On January 14, 2021, Governor Charlie Baker signed into law An Act Enabling Partnerships for Growth (the “Act”). The Act is a comprehensive economic relief and stimulus bill that will affect a multitude of industries across the Commonwealth. Included within the Act are Governor Baker’s long-awaited Housing Choice legislation and other provisions intended to spur housing development and economic growth. This advisory summarizes key changes to Massachusetts zoning law.

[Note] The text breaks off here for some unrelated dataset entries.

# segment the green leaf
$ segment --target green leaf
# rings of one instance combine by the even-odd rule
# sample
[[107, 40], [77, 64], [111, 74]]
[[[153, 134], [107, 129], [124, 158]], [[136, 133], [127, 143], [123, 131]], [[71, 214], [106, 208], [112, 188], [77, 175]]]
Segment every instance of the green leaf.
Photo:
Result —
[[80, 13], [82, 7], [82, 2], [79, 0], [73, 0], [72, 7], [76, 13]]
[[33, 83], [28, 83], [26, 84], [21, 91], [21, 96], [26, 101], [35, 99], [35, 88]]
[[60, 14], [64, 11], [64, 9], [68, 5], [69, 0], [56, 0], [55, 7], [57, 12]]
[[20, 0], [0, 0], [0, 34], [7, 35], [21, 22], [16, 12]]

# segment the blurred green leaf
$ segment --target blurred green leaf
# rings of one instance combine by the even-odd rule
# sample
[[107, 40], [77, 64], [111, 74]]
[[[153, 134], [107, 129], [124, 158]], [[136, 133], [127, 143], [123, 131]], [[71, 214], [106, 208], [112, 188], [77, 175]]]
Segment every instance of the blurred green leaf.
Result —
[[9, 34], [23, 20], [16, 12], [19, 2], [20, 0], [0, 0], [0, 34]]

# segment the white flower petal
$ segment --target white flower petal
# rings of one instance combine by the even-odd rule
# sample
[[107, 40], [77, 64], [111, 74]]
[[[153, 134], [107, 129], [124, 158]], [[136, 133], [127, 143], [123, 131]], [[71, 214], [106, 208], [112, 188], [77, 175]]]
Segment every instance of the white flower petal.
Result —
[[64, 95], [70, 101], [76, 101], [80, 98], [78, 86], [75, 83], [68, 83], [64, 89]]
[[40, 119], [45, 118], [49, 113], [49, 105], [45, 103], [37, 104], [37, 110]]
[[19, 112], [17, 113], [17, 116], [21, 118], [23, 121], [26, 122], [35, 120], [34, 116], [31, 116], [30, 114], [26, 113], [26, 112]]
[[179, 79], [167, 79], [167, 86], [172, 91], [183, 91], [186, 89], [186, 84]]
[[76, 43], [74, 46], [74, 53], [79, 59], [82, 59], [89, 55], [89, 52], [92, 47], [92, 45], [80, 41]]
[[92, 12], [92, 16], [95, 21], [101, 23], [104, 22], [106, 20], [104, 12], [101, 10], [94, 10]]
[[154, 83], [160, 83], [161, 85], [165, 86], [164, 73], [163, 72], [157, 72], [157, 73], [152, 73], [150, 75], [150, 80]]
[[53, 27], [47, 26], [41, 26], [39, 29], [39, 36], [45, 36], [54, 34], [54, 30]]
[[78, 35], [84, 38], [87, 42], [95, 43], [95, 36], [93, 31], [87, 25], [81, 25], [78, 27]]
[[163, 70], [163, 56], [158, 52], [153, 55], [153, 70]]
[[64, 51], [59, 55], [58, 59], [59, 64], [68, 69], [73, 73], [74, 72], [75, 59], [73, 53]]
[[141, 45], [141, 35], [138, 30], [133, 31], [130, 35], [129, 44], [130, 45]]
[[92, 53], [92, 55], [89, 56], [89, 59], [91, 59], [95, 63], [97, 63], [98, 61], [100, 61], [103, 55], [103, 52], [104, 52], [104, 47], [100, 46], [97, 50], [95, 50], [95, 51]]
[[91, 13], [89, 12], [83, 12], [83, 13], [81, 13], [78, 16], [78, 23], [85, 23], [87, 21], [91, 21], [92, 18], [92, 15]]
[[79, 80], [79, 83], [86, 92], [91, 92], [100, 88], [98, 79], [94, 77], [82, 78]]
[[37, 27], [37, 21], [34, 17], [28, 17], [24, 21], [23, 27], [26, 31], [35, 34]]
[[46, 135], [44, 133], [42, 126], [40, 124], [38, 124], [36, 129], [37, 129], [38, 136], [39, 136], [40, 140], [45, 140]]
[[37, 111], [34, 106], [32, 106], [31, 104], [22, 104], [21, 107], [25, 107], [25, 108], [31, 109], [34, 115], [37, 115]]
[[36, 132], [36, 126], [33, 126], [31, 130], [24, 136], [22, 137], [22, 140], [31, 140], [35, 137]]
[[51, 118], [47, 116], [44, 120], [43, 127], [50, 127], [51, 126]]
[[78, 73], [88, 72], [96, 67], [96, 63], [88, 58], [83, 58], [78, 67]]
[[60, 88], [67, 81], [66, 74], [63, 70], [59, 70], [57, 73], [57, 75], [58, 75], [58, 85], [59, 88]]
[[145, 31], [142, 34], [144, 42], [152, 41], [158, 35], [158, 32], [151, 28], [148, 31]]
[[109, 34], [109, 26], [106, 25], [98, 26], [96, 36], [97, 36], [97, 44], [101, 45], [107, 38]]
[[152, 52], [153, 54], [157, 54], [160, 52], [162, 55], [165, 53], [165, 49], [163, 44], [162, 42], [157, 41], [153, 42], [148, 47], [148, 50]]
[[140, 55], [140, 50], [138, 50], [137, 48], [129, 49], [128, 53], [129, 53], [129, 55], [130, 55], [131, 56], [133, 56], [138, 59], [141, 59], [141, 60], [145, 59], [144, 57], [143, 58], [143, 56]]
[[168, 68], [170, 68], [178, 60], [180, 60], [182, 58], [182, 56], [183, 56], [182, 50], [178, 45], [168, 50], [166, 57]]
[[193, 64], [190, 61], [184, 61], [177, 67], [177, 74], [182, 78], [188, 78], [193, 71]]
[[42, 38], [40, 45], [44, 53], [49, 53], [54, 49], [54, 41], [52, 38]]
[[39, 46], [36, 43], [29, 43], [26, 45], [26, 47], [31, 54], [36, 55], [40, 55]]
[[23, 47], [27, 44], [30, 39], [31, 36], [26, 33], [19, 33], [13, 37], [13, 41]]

Simple Majority Vote for Certain Zoning Amendments and Special Permits
Prior to the Act, all special permits and changes to zoning by-laws or ordinances required a 2/3 vote to be approved. This voting threshold has proved to be problematic for project proponents and advocates of particular zoning changes, as a special permit or zoning amendment could have the support of a majority of the members of the applicable local governing body but ultimately fail to obtain the 2/3 vote required for approval. The Act changes that required vote from 2/3 to a simple majority for certain zoning amendments and certain special permits.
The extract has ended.